Now that you know what your highlight is, you need to be able to focus on it distraction free.

“The next thing after achieving that highlight, is the moment when you’re in it — that’s Laser,” says Zeratsky. “You want your attention to be laser-focused.”

Depending on what works best for you, this step could include eliminating or logging out of distracting apps on your phone, or turning off the news.

What matters is that you are excited about whatever you’re working on, says Knapp.

“And that’s actually the biggest difference from the other ways we’ve heard people talk about time management or attention management,” he says, “is this idea of really being excited, and bringing joy and enthusiasm to that moment.”

Image: Make Time four step plan
John Zeratsky and Jake Knapp's four-step plan to prioritize what's most importantJohn Zeratsky and Jake Knapp


Energy is “the battery pack that makes everything else run,” so it’s important to take care of your physical health, the authors say. Be sure to make time to exercise and eat well so your energy stays elevated throughout the day, says Knapp.

“We just think it’s important to also keep in mind that the body is whole thing, it’s not just the brain,” he says.

Energy is “the battery pack that makes everything else run,” so it’s important to take care of your physical health.

Zeratsky adds, “It’s important we think to acknowledge that so much of what makes this thing possible — actually being able to experience that moment in your day and turn it into a highlight — is whether you have the physical and mental energy to give to it.”

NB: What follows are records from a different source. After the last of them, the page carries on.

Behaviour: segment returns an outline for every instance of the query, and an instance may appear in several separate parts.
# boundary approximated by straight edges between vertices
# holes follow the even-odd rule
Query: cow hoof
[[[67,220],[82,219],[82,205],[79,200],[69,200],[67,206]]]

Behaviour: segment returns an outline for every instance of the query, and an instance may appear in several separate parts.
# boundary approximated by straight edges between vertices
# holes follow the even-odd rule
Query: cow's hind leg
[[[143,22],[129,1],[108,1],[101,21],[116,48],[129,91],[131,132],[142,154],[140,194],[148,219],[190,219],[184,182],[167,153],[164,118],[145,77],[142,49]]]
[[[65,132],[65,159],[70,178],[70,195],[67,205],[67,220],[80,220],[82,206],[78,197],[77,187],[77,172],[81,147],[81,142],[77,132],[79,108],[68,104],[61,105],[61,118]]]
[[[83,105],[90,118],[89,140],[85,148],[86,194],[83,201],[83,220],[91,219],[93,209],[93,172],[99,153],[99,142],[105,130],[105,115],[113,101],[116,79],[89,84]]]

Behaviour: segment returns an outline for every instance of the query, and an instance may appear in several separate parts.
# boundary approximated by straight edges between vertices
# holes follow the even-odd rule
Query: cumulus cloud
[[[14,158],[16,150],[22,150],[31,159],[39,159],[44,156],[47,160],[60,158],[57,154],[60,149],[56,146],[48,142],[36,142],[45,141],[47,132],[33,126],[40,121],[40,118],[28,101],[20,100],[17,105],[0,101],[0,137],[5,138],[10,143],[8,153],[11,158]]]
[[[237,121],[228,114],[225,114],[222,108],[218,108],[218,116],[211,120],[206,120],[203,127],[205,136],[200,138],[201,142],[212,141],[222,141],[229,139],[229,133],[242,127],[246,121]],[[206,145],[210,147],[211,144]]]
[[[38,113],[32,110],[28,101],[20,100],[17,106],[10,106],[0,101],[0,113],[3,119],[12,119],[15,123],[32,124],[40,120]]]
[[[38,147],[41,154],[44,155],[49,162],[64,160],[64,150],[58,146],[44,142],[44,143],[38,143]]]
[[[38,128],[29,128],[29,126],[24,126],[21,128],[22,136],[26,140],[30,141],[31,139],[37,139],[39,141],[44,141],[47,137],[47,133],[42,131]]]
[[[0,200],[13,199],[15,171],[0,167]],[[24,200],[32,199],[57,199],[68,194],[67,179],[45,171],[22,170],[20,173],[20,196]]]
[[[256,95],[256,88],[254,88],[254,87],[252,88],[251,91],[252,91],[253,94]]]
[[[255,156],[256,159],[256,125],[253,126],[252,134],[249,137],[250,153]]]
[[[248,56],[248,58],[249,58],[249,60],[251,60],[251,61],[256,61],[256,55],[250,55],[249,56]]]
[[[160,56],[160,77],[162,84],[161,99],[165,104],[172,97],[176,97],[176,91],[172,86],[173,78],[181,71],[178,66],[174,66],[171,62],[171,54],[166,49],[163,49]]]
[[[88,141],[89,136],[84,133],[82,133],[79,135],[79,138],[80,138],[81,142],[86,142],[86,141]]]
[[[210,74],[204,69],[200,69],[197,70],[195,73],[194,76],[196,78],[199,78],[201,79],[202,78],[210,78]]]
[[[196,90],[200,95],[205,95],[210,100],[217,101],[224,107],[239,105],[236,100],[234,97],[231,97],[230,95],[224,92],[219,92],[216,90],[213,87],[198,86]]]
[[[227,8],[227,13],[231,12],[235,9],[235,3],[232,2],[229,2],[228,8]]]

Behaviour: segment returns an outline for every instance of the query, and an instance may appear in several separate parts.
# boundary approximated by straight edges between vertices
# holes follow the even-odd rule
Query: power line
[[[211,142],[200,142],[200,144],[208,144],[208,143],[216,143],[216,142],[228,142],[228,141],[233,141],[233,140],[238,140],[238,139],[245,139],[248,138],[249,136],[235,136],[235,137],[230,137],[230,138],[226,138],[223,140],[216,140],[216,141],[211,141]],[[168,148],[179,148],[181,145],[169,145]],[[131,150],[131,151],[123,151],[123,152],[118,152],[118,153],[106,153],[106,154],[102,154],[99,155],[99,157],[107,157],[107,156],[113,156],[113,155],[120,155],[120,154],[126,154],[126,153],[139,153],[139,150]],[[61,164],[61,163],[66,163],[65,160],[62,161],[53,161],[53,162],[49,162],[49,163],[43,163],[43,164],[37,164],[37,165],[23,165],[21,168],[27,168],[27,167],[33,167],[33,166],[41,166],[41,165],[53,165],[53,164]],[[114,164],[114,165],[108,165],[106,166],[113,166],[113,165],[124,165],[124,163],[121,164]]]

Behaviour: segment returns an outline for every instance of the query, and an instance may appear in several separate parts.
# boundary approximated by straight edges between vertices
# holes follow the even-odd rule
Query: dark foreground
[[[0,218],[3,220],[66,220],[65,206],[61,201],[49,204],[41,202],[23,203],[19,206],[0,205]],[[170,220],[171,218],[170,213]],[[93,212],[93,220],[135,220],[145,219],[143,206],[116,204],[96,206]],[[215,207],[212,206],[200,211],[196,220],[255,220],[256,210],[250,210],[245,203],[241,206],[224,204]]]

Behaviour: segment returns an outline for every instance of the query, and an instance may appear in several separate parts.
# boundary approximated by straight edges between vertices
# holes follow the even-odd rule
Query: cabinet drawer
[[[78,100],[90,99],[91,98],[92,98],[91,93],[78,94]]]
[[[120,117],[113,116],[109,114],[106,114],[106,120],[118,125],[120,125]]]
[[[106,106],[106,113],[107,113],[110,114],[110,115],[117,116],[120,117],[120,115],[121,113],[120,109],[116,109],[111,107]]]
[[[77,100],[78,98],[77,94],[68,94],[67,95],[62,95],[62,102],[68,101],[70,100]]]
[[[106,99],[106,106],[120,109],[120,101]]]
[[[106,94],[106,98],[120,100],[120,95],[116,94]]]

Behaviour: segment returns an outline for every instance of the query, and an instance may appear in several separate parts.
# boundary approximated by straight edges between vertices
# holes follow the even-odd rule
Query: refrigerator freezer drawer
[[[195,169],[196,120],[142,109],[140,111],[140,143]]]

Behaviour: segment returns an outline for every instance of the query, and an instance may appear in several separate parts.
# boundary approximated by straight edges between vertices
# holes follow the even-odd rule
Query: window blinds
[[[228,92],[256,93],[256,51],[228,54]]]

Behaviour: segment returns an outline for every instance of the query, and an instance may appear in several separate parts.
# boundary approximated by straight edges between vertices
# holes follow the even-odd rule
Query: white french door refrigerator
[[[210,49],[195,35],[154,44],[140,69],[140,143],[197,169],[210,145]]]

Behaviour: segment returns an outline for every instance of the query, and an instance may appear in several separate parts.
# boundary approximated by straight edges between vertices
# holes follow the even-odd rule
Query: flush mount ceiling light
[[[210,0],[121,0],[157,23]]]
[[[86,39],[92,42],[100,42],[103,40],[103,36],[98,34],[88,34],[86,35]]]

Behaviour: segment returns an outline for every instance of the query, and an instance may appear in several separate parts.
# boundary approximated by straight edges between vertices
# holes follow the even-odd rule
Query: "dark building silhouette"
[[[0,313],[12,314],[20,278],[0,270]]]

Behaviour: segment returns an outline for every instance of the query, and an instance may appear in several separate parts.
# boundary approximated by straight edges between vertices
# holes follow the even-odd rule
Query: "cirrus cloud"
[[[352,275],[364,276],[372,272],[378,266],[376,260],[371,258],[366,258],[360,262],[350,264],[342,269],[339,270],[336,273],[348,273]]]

Your day is over. Now it’s time to reflect on what you’ve accomplished.

“This is a really important part of what we put together,” says Zeratsky, “because we think that if people can take a little bit of time every day to reflect on the day, on what went well, what they wanted to make time for, whether that worked, whether they had the time, and then to make some tweaks and try it again differently the next day, they can start to set up a really healthy process and cycle of getting better and better about how they spend their time over time.”

Making time for what’s important isn’t simply about achieving results, says Knapp — it’s about how you feel as a result.

“Do I feel satisfied?” he asks. “Do I feel like even maybe a sense of relief, because that was something urgent, and I took care of it? — I didn’t put it off for another day. Or in the best of cases, do I feel a sense of joy that that was really a wonderful thing?”

The process isn’t about achieving a dramatic, overnight transformation, Zeratsky explains. “It’s really about getting into this day-to-day cycle of identifying a priority, making time for it, and then reflecting on how it went,” he says.